Medidas contra o coronavírus causam criticas de estudantes japoneses

Muitas crianças estão expressando frustração e decepção com a vida escolar devido a medidas introduzidas em resposta à epidemia de coronavírus.

Embora muitas escolas tenham retomado as aulas depois que o estado de emergência do país foi suspenso no mês passado, os especialistas estão preocupados com o fato de os alunos começarem a não gostar de frequentar a escola.

Em uma escola particular de Tóquio para alunos do ensino médio, os membros do corpo docente ficavam nas ruas perto da escola segurando cartazes avisando os alunos para não falarem ou ficarem próximos. Os alunos caminham para a escola em silêncio, uma mudança drástica da conversa animada que costumava animar o trajeto até a escola.

Os alunos das mídias sociais e dos fóruns de discussão on-line reclamaram das medidas de coronavírus introduzidas em suas escolas, com comentários como “o almoço não é legal porque as conversas são proibidas” e “não gosto e não me aproximar de meus amigos”.

Alguns novos alunos disseram que não podem fazer amigos devido ao cancelamento de eventos importantes da escola, enquanto outros dizem que a supervisão dos professores os estava assustando.

A Escola Primária Osugi, na Ala Edogawa, em Tóquio, adotou uma frequência escalonada, com apenas um quarto dos alunos na escola ao mesmo tempo. Os alunos estão sentados com um amplo espaço entre eles, com regras introduzidas para proibir o empréstimo de material escolar e ficar perto um do outro no caminho de e para a escola. O almoço é distribuído pelos professores e é comido de frente para os outros.

Vários estudantes disseram que não querem ir à escola, enquanto alguns se recusam a frequentar a escola, mesmo que seus pais os tragam para os portões da escola.

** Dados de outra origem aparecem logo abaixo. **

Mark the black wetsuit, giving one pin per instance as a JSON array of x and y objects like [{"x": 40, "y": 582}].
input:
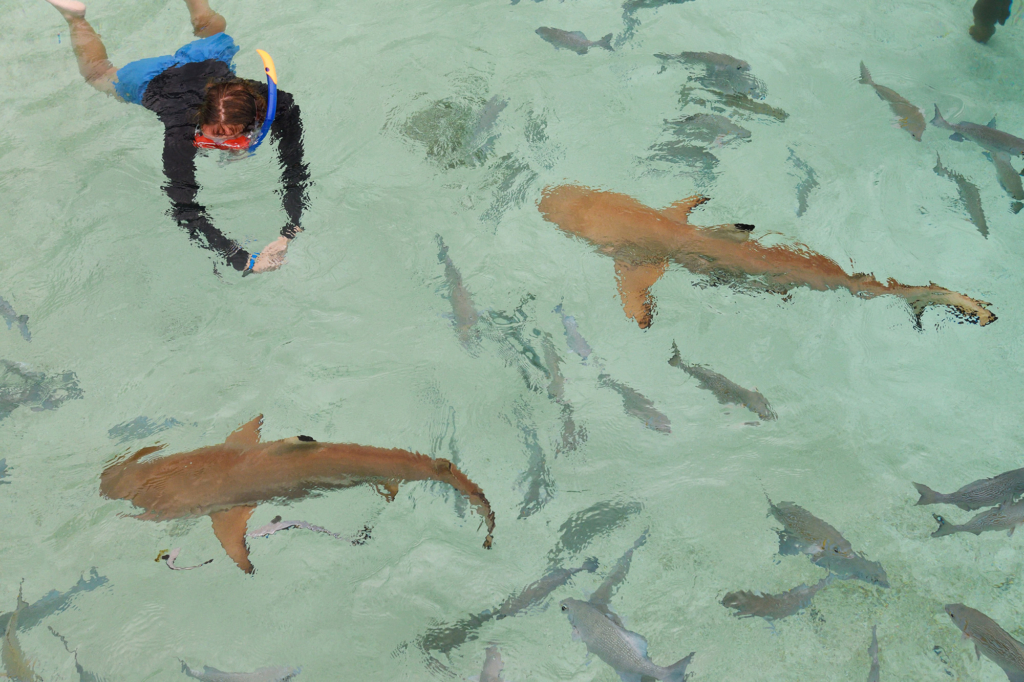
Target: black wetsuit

“A escola é um lugar para aprender sobre as relações humanas, incluindo como lidar com questões, mas é impossível criar uma conexão estreita”, disse Toshiharu Fujishima, diretor da escola. “Estou preocupado com os efeitos (das medidas) em seus futuros.”

“Os professores estão se sentindo tensos devido ao seu senso de responsabilidade em proteger as crianças, bem como ao aumento da carga de trabalho”, disse Keiko Okuchi, chefe da Tokyo Shure, uma organização sem fins lucrativos que apóia os praticantes. “Mas não devemos fazer com que as crianças não gostem da escola, especialmente durante esses tempos difíceis, e fazer das escolas um lugar que as crianças possam desfrutar.”

“O que é necessário é generosidade e inteligência”, disse Okuchi, dizendo que os professores devem perdoar os alunos que não conseguem realizar determinadas tarefas e devem apresentar maneiras inteligentes de tornar as atividades divertidas.

“Adultos e crianças têm muito com o que lidar agora”, acrescentou. “(Os adultos) não devem enviar seus filhos à escola à força e precisam priorizar seus sentimentos e ouvir atentamente suas preocupações”.